Shoulder injury - sportswoman in pain
22 maggio 2014
Strappi muscolari, crampi, tendinite… trattare le lesioni muscolari con le Onde d’Urto

E’ esperienza di tutti noi l’aver subito traumi “minori”, dovuti alla pratica occasionale di attività sportive o durante le normali attività quotidiane. Questi vengono spesso trascurati o curati in maniera superficiale, salvo poi diventare causa di disturbi persistenti anche a distanza di qualche settimana.

Gli atleti e i non atleti hanno in comune molti traumi simili. Per esempio l’epicondilite laterale e mediale (gomito del tennista) può essere causata dal trasportare una valigia, girare un cacciavite o aprire una porta bloccata e il dolore alla rotula e al femore (ginocchio del corridore), può essere causato da un carico alterato durante la deambulazione.

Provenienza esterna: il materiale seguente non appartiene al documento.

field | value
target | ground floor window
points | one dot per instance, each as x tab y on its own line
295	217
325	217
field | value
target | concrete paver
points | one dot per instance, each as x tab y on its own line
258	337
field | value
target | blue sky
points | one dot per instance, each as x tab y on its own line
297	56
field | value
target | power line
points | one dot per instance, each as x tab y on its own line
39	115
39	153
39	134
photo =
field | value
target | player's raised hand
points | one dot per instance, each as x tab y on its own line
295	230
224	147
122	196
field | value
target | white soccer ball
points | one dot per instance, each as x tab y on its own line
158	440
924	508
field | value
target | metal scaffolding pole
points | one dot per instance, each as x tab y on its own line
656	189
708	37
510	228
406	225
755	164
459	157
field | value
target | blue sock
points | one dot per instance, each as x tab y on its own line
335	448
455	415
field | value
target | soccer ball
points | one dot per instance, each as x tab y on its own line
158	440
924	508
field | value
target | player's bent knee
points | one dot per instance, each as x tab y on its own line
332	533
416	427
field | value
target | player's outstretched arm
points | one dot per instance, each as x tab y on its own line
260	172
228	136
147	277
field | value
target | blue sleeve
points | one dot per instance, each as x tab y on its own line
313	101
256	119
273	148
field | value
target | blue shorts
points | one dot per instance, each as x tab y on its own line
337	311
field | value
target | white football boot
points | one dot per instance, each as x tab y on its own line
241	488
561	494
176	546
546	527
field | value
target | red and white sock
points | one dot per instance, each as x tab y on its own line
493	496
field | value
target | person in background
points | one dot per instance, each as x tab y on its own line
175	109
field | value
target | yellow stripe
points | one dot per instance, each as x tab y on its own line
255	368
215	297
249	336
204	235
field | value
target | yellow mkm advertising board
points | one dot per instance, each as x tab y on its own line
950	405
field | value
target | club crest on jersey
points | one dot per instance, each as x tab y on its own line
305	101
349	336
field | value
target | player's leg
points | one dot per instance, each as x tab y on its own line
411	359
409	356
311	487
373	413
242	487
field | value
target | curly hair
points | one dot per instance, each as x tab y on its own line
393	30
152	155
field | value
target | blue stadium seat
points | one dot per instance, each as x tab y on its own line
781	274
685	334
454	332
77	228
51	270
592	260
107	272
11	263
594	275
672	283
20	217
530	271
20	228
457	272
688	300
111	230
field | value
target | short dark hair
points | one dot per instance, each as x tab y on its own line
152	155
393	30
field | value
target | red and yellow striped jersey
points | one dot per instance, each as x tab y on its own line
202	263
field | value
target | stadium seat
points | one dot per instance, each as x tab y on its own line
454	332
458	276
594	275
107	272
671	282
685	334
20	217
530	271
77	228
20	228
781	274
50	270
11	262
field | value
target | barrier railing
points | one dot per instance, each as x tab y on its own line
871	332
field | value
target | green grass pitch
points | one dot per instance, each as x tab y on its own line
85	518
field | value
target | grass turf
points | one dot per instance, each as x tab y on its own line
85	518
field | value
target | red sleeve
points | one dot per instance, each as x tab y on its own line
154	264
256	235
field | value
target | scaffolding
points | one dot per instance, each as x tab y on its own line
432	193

Così i principi della medicina dello sport possono essere applicati al trattamento di tutte le lesioni muscolo-scheletriche e oggi vengono utilizzate nuove tecnologie come le Onde d’urto per il trattamento di queste patologie anche nei pazienti comuni.

La tecnica di trattamento con onde d’urto è semplice nel principio, ma richiede una buona pratica nell’individuazione dei punti “trigger” (area localizzata estremamente irritabile e dolorosa che può trasmettere dolore di riflesso anche in altre aree) per consentire la scomparsa immediata della sintomatologia dolorosa, già dalla prima seduta. E’ meno probabile che la tensione muscolare palpabile sparisca immediatamente quando la sofferenza muscolare si è instaurata da lungo tempo. E’ quindi evidente che sarà necessario ripetere la seduta di onde d’urto almeno 3 volte, a cadenza settimanale, per consolidare il beneficio ottenuto, attraverso la progressiva risoluzione della contrattura stessa.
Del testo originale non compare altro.